Hills, owners of Inverness Homes, plans to build a commercial development along the road frontage on Main Street and single-family and town homes on 86.6 of the farm, leaving the rest for Hall and her husband, Ted.

Hall said the couple and her sister had a purchase contract with Hills.

“We’ve been working with them for about a year,” she said.

The land is shared by trusts created for the Halls and her sister, Ruth Cook.

The original plan called for more than 450 residences, backing up to a single lot at Hunter Springs, a residential community north of the farm.

The meeting room was filled. Residents expressed concern about the views from the homes being transformed pastoral to residential. They called for mounds or other screening to limit the transition.

“Right now we look out over a field. That’s wonderful.

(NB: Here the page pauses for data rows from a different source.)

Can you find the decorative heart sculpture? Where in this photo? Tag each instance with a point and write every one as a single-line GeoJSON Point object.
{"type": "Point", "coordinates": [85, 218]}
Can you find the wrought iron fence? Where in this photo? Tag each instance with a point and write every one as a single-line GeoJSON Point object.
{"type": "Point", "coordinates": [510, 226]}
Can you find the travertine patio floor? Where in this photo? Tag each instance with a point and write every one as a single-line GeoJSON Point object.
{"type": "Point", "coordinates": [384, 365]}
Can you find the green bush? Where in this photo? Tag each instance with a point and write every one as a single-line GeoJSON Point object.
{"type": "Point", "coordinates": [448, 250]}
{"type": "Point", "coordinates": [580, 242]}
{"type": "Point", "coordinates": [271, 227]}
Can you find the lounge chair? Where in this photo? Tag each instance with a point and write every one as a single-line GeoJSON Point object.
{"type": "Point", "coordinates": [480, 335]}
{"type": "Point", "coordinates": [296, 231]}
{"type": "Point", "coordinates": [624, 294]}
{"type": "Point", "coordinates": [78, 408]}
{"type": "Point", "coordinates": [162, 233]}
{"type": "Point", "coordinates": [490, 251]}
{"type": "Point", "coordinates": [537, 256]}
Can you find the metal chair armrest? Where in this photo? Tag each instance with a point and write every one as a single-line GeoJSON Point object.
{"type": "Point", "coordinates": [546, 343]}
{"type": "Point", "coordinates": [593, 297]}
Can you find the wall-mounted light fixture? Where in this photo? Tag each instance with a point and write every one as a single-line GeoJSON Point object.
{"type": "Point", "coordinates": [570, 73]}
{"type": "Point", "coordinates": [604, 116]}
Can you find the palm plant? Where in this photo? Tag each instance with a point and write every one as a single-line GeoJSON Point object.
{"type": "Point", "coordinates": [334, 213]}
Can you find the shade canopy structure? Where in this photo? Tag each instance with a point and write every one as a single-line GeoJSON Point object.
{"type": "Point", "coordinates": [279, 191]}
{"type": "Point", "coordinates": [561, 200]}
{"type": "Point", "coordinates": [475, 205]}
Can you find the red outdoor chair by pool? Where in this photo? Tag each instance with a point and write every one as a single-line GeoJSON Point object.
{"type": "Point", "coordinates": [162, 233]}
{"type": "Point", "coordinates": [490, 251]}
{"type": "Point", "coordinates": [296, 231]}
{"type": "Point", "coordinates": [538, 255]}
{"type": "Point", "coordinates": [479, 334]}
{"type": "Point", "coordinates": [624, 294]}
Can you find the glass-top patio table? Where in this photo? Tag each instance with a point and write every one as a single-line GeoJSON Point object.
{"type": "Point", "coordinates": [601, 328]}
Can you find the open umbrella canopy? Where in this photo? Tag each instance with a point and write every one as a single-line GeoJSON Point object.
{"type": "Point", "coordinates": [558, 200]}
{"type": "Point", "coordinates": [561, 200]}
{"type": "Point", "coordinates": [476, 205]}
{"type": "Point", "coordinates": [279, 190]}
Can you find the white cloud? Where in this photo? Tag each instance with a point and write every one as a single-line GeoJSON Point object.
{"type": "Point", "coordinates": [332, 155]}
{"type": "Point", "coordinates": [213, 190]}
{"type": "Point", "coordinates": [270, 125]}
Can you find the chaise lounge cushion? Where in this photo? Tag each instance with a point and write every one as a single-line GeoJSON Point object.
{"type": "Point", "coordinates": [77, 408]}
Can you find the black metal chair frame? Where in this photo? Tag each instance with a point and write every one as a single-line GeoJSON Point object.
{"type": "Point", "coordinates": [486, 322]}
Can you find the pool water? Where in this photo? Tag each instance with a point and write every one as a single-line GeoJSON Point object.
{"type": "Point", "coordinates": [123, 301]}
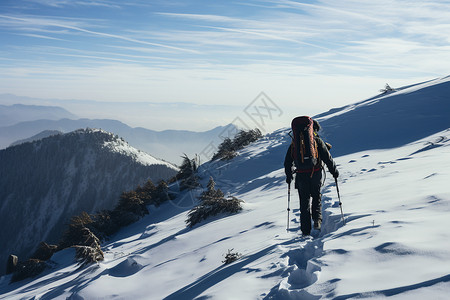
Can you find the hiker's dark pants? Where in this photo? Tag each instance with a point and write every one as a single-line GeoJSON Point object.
{"type": "Point", "coordinates": [309, 187]}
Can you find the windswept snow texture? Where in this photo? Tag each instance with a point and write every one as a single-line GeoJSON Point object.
{"type": "Point", "coordinates": [395, 242]}
{"type": "Point", "coordinates": [389, 120]}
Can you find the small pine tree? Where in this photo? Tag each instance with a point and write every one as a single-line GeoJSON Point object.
{"type": "Point", "coordinates": [187, 173]}
{"type": "Point", "coordinates": [212, 203]}
{"type": "Point", "coordinates": [227, 149]}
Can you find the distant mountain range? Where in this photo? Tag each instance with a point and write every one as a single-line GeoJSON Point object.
{"type": "Point", "coordinates": [13, 114]}
{"type": "Point", "coordinates": [45, 182]}
{"type": "Point", "coordinates": [169, 145]}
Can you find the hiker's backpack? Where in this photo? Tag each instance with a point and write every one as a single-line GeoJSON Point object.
{"type": "Point", "coordinates": [304, 146]}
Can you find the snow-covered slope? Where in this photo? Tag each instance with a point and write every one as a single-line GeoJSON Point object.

Nobody thought it would last forever,” resident Justin Wiedle said.

Residents also questioned plans calling for walking or biking trails near their homes and the implications of more than 1,000 new residents.

“Traffic becomes a concern,” Wiedle said.

Hills could resubmit or move forward with the current proposal on Jan. 25.

If Hills submits a new plan, the next planning commission work session for its review is Feb. 8.

This could place it on an agenda with a development plan for a Meijer store, housing and other commercial development on more than 80 acres of another former farm on Central Avenue, Ohio 73 in Springboro.

Hills representatives could not be reached about their plans.